Illustrated example 1 - rrwick/Verticall GitHub Wiki

This page illustrates the Verticall pairwise process using a real pair of assemblies:

  • INF208: a Klebsiella variicola isolate
  • KSB1_8D: a Klebsiella variicola isolate where some parts of the genome have been replaced by Klebsiella pneumoniae sequence

Klebsiella genomes engage in a lot of homologous recombination, even across species boundaries, making them good to use in Verticall demonstrations!

Both assemblies are completed, which doesn't change how Verticall works (see Effect of assembly fragmentation) but helps to make for cleaner painted-contig plots.

The plots shown on this page (and the other illustrated example pages) are edited versions of plots made by the Verticall view command.

Alignments

Verticall executed these commands to generate the alignments:

minimap2 -k15 -w10 -d KSB1_8D.mmi KSB1_8D.fasta
minimap2 -c -t 1 --eqx -x asm20 KSB1_8D.mmi INF208.fasta

This produces 126 raw alignments in total, but Verticall culls redundant ones (e.g. a lower-scoring alignment that overlaps with a higher-scoring alignment) resulting in 74 used alignments:

Example 1 alignments

Initial distribution

Verticall automatically chose a window size of 9000 bp and a step of 90 bp, resulting in a total of 50601 windows. Counting the number of differences in each of these windows produced this distribution:

Example 1 distribution

While this might superficially look like a histogram of continuous data, it's not! It's a discrete distribution of genomic distance from difference counts per 9000 bp window: 0/9000, 1/9000, 2/9000, etc. Zooming in reveals the discreteness more clearly:

Example 1 distribution zoomed

I often find these distributions nicer to view using a square-root transformation on the x-axis:

Example 1 distribution sqrt

You can do this in Verticall view with the --sqrt_distance option. Just remember this transformation means the spacing between bars shrinks as you go to the right, so the distribution has more mass on the right than it might appear.

Smoothed distribution

In its raw state, the distribution is noisy and has 286 local maxima! This won't do, so Verticall smooths the distribution:

Example 1 distribution smoothed

The smoothed distribution has only three local maxima – much better!

Partitioned distribution

Verticall then partitions the distribution into three categories: vertical (blue), horizontal (red) and ambiguous (grey):

Example 1 distribution partitioned

See the Pairwise assembly comparison page for a description of the values (e.g. maxpeak, tv-low, etc.) shown in this plot.

You can see that for this assembly pair, there is a local maximum to the right of the most-massive peak and another to the left.

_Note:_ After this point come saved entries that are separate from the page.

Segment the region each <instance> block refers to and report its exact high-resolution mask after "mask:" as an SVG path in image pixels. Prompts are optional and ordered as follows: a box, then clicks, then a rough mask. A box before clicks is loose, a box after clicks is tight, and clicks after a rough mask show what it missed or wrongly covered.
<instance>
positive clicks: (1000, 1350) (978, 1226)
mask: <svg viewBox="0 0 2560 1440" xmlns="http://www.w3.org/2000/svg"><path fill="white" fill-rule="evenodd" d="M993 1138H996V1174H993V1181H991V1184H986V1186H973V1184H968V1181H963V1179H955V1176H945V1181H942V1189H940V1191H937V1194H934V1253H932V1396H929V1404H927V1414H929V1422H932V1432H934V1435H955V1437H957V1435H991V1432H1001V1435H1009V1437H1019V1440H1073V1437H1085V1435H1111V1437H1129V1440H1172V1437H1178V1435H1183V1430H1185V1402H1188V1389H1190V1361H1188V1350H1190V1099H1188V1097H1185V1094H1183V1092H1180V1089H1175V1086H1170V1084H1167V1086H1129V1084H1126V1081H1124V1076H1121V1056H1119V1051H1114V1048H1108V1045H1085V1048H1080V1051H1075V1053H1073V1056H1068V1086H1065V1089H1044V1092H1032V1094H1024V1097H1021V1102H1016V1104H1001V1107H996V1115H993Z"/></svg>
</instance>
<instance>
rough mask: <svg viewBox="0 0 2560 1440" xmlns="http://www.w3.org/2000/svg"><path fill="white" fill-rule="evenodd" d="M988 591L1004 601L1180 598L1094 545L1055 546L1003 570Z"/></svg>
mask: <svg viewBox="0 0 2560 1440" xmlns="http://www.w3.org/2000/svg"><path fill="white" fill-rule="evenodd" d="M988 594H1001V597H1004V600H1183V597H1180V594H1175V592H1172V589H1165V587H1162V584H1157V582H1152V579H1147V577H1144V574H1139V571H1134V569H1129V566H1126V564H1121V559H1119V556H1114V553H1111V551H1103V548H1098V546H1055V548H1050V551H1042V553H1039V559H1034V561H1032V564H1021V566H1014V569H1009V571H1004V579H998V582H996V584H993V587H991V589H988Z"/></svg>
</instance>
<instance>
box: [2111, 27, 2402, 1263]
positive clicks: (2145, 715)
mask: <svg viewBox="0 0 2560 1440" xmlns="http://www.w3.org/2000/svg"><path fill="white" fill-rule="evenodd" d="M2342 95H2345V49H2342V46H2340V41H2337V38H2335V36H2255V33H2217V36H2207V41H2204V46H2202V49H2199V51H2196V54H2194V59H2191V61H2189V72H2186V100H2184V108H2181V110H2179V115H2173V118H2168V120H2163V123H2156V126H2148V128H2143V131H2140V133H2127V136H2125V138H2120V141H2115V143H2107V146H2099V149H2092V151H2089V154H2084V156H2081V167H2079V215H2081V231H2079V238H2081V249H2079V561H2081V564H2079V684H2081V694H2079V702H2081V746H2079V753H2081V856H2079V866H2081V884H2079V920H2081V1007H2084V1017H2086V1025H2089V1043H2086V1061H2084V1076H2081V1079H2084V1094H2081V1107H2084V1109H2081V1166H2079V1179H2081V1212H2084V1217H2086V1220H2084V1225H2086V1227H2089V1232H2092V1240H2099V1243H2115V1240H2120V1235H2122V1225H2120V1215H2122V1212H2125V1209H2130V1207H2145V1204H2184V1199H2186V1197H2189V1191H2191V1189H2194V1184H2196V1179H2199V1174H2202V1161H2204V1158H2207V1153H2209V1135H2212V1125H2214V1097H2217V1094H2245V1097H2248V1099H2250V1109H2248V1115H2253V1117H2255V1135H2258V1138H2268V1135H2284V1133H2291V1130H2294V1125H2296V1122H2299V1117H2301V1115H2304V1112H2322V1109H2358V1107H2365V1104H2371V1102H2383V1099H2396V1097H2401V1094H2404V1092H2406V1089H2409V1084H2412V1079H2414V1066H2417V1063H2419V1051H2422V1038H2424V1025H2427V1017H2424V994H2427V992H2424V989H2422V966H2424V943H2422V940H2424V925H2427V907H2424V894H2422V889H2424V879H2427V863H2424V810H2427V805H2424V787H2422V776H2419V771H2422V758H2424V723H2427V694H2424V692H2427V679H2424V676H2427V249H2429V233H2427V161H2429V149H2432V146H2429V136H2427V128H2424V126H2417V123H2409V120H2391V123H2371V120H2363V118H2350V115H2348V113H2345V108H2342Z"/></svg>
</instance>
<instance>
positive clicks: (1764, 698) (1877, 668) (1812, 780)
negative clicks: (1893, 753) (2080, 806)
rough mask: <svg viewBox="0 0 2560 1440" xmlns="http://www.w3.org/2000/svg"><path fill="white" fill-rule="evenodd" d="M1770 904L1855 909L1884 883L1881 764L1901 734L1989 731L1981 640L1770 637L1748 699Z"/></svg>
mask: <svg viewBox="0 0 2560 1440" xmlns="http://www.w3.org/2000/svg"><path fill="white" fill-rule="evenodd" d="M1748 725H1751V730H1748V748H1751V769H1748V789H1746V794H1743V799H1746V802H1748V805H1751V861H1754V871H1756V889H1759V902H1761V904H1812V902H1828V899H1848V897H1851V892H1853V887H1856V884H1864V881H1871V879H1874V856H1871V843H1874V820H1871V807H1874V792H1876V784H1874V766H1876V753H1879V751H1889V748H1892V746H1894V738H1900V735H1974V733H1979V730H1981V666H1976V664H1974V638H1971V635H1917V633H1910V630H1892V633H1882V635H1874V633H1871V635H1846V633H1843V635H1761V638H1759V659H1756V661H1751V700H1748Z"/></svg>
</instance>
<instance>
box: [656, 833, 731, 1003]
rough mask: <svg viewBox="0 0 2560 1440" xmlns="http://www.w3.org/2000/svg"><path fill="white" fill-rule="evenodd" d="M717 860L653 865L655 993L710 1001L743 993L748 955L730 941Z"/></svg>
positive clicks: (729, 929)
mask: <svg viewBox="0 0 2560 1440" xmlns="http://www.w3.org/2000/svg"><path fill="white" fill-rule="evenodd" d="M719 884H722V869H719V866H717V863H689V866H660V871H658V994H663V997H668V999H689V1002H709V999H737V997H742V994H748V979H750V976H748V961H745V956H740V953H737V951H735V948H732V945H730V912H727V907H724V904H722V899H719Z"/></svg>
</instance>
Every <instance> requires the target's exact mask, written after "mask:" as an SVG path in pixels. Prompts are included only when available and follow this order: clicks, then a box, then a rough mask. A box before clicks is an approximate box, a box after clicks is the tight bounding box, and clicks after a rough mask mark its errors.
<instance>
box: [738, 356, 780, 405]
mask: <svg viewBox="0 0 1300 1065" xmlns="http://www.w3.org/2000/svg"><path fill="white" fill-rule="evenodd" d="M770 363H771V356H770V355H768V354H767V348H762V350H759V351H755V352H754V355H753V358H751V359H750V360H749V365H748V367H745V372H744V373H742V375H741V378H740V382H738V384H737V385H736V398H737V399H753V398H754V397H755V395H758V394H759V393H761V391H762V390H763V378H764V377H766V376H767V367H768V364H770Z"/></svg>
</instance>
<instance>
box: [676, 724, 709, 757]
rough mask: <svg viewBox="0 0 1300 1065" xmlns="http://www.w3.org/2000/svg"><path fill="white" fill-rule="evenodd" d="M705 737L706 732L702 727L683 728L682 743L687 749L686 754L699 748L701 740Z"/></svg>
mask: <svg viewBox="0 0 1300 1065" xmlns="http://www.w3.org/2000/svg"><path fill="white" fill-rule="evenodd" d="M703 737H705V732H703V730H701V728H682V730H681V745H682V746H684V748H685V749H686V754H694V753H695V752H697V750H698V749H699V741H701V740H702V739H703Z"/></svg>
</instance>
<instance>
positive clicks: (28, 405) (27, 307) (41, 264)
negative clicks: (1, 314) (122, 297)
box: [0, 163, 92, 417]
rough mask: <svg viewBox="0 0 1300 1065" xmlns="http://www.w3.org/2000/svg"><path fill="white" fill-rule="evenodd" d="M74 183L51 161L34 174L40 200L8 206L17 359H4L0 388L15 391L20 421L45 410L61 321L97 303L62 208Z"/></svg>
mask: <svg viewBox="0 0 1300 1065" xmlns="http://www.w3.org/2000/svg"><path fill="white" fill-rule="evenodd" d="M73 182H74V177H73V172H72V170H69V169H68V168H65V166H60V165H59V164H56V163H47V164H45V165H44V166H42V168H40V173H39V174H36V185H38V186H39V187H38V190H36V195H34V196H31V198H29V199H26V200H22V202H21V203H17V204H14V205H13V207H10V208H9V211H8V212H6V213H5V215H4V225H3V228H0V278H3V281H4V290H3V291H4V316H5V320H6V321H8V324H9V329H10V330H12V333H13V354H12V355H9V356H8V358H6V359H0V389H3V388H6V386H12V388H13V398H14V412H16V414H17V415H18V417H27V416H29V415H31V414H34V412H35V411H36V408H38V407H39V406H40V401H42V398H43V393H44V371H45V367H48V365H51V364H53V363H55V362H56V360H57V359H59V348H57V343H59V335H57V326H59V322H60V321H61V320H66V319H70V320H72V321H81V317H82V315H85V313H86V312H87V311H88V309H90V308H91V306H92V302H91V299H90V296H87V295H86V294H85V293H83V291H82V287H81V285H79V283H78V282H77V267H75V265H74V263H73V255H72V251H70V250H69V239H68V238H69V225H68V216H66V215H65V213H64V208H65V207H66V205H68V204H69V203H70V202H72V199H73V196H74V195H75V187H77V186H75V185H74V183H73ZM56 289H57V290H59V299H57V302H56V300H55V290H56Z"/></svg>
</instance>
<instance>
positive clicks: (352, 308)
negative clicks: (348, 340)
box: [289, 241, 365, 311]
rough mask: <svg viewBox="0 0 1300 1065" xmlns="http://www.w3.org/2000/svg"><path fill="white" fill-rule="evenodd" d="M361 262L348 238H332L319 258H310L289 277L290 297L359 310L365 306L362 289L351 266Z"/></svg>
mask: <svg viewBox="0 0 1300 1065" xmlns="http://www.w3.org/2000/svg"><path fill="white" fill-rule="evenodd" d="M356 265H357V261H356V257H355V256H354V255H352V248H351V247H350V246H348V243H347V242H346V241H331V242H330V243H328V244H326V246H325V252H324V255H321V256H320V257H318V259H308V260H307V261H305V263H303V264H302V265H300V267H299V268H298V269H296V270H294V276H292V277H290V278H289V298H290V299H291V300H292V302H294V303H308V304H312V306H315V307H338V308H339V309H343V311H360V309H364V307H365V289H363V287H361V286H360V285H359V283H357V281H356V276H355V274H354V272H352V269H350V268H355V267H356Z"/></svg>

So Verticall has labelled some regions of the distribution horizontal because they are too divergent (right side) and other regions as horizontal because they are too close (left side).

Painted alignments

Now that each difference-count-per-window value has been assigned a category, we can 'paint' these onto the alignments. This plot shows all 74 alignments. The y-axis of this plot corresponds to the x-axis of the distributions shown above (again using a square-root transformation), and the squiggly line shows the genomic distance in the sliding windows. The categories (vertical, horizontal and ambiguous) are used to the colour the background:

Example 1 painted alignments with ambiguous

Verticall then resolves the ambiguous regions based on the neighbouring regions, resulting in this cleaner plot with only two categories (vertical and horizontal):

Example 1 painted alignments

This resolution can also be applied back to the distribution, i.e. the ambiguous regions can be be divided up between vertical and horizontal:

Example 1 distribution resolved

Painted contigs

Finally, Verticall transfers this 'paint' back onto the assemblies' contigs.

Here is INF208, the first assembly:

Example 1 painted contigs INF208

And here is KSB1_8D, the second assembly:

Example 1 painted contigs KSB1_8D

Note that while the painted alignments had only two categories (vertical and horizontal), the painted contigs have a third category, unaligned, for regions that did not align to the other assembly.

Distance

The mean distance between these two isolates (using the entirety of their alignments) is 0.01413. This is similar to the value you'd get using Mash (distance=0.01524) or FastANI (identity=98.282%, distance=0.01718).

However, that distance includes the horizontally-acquired regions, so if we want the vertical distance (i.e. the distance using only the vertically-inherited parts of the genome), it will be too high. Verticall's mean vertical distance only uses the vertically-painted parts of the alignments and gives a lower distance of 0.00807.